Outside Hazratbal, protests and clashes spun off deadly violence. Most grimly, the Bijbehara killings on October 22, where the Border Security Force fired on demonstrators, left dozens dead. Those tragedies showed how brittle the moment was. Any misstep inside Hazratbal could have cascaded into catastrophe far beyond the Valley. Yet, against that backdrop, the operational choice at the shrine remained one of restraint.

At the time, during the 1993 Hazratbal siege, curfews and protests swept the Kashmir Valley, with over 60 killed on 22 October, cutting off access to the shrine and fuelling anti-India sentiment. Though the standoff ended peacefully, a prolonged security presence disrupted daily life for months, affecting schools, trade, and healthcare.

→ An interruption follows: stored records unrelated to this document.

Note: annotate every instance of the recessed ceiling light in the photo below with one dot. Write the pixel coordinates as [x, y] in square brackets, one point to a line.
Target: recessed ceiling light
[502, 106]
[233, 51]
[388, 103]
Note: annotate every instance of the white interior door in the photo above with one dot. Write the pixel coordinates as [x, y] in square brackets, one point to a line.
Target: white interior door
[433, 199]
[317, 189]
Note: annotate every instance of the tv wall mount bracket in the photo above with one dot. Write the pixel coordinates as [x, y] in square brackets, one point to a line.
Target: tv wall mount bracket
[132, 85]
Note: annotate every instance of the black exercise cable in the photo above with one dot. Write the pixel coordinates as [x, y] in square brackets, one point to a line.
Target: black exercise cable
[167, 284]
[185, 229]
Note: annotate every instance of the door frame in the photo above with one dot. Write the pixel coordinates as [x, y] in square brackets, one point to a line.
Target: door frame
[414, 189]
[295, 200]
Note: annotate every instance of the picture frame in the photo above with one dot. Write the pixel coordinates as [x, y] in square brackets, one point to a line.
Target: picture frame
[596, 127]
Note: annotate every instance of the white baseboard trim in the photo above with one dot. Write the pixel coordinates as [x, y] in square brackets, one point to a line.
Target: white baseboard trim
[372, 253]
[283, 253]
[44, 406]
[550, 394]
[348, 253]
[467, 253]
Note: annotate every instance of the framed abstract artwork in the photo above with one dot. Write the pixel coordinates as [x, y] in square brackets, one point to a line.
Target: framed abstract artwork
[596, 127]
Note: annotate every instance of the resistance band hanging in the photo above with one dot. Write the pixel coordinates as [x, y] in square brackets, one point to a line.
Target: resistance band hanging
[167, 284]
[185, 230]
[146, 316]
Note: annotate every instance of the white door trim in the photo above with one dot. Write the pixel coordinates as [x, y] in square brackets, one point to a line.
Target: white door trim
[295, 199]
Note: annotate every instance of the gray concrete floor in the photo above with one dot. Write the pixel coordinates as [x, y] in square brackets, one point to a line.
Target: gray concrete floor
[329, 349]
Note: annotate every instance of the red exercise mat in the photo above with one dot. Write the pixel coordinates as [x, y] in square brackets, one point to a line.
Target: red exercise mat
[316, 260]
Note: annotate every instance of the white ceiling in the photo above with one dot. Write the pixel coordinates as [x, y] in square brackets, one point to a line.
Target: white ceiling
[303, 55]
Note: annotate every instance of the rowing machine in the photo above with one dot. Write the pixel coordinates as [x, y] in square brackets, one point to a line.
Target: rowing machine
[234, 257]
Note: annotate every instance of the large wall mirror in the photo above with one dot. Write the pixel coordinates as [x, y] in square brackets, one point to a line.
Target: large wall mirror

The militants sought a spectacle. The storming of a holy site that could be cast as an assault on Islam, magnified across television screens and Friday sermons. Retellings from the period are explicit—the aim was to draw the state into a fight in a mosque and then ride the outrage. The government’s counter at the time was strategic patience. Surround, stabilise, negotiate and deny the enemy the image it craved were some things that were taken care of.

Why this episode matters now

Sanctity as a shield is a recurring extremist tactic. Shrines, schools, hospitals, even processions, which are spaces of moral immunity, are repeatedly abused to deter response and to shape narrative. Recognising that gambit early is vital to crisis design.

Professional restraint can be an operational strength. The “fastest” option is not always the safest or the shrewdest. At Hazratbal, the measured cordon-and-negotiate posture preserved a sacred site and denied militants a sectarian flashpoint—an outcome force alone may not have secured.
Narrative control is part of security. By keeping weapons out of the shrine’s final scene and ensuring the Moi-e-Muqaddas remained untouched, the state undercut the militants’ storyline and reduced fuel for wider communal mobilisation.

In October 1993, terror wore the vestments of religion and tried to turn Hazratbal into a trap. India’s Army and security forces, amid a volatile street and intense scrutiny, chose professionalism calibrated to protect faith and prevent a communal conflagration. The siege ended not with a blaze, but with a door opening and people walking out. A win measured in what Kashmiris did not have to go through. No ruined shrine, no desecrated relic, no valley-wide firestorm.
In October–November 1993, the Hazratbal standoff disrupted daily life across the Valley—curfews, shutdowns, and protests surged, culminating on October 22 in the Bijbehara shootings that killed at least 37 civilians. The 34-day siege itself ended by negotiation with militants given safe passage without weapons, leaving the shrine and the Moi-e-Muqaddas relic unharmed, yet a heavy security cordon lingered until August 1994, prompting months of strikes and hunger strikes. The operation at the time was guided by codified shrine-sensitive rules of engagement such as cordon-and-negotiate, third-party verification, humanitarian corridors, robust crowd-risk protocols, such as clear escalation ladders and independent after-action reviews.